Saturday, May 10, 2014

Rebuilding versus reacting

A couple months ago I talked about how being able to constantly interrupt your opponent's turn in a board game isn't much fun.  It is good to have interaction where you can affect what your opponent does but there is a huge amount of time wasted when you have to constantly check to see if your opponent is going to react to things you do.  There are other reasons to avoid this too, like that people love to make a plan and then smash their opponent to bits.  It just isn't entertaining to set up for a big move and then watch that move flop.  It is also much easier to teach new players a game when the rules for timing are really simple.

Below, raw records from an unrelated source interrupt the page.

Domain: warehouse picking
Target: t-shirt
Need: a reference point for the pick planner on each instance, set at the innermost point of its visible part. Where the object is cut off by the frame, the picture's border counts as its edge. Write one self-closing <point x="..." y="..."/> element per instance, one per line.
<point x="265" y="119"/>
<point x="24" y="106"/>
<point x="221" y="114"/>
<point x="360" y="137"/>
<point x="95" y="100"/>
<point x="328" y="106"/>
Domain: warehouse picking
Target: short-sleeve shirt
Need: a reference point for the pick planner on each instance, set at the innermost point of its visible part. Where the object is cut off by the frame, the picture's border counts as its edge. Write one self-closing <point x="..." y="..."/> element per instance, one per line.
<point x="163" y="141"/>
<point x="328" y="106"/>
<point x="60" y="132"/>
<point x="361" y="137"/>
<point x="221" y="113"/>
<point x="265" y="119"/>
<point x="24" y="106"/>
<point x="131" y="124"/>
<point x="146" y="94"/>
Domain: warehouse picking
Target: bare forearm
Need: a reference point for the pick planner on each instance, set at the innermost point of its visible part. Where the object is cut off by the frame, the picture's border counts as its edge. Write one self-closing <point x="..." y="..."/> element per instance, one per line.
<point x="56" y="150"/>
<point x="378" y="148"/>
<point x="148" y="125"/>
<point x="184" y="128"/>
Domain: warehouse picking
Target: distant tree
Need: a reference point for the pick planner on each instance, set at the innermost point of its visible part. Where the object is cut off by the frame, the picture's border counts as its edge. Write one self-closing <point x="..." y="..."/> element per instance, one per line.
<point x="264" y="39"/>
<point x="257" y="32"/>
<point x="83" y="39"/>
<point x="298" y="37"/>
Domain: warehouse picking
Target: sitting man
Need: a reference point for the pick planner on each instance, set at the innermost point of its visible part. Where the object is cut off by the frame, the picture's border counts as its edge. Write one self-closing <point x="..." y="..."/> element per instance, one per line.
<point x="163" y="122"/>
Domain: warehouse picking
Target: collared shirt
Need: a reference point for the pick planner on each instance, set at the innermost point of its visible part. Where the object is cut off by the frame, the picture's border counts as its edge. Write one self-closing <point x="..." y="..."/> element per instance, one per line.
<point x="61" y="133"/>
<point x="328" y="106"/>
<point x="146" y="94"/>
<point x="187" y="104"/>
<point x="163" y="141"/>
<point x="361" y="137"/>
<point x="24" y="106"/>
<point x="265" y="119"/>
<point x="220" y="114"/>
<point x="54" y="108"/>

In order to put this into action I have been rewriting Fantasy Monster Beatdown.  My goal initially was to get rid of a lot of the effects that went off during the opponent's turn but eventually I decided to axe all of them.  It is much easier to write both effects and rules when I know that you don't have to worry about how the opponent might interfere.  I have been getting rid of spells like Healing Light (which stopped an attack from working) and used more spells like Energize (which lets you get a defeated unit back into the fight super quickly).

The great thing about this is that it has got me approaching effects from a completely different angle.  Instead of trying to figure out how you can wreck plans in motion I need to design things that can constrain your opponent to make things more difficult for them to work with.  I have ended up designing much more broad effects that generally make life harder for the opponent rather than pinpoint interruptions.  I have tried to frame it in my mind that I want to get rid of effects that react to the opponent and create effects that rebuild after things the opponent has done.  That distinction is really key.

I got rid of things like:

Healing Light - Prevent a single Hit from occurring.
Blink - Move a unit one space.
Misfortune - Force opponent to reroll one attack

and added things like:

Quake - All Hills are treated as Mountains for 1 turn.
Flood - All units in or adjacent to a Water space have their Speed reduced to 1 for 1 turn.
Precognition - Look at the top four cards of a deck and discard or rearrange them.

Hopefully this will forward a variety of goals including quicker playtime, simpler learning, and increasing fun.  All of these are good things from my perspective, and my hope is that I can achieve them without losing out on strategic depth.  If I do it right I can get both the depth I want and the other things at the same time.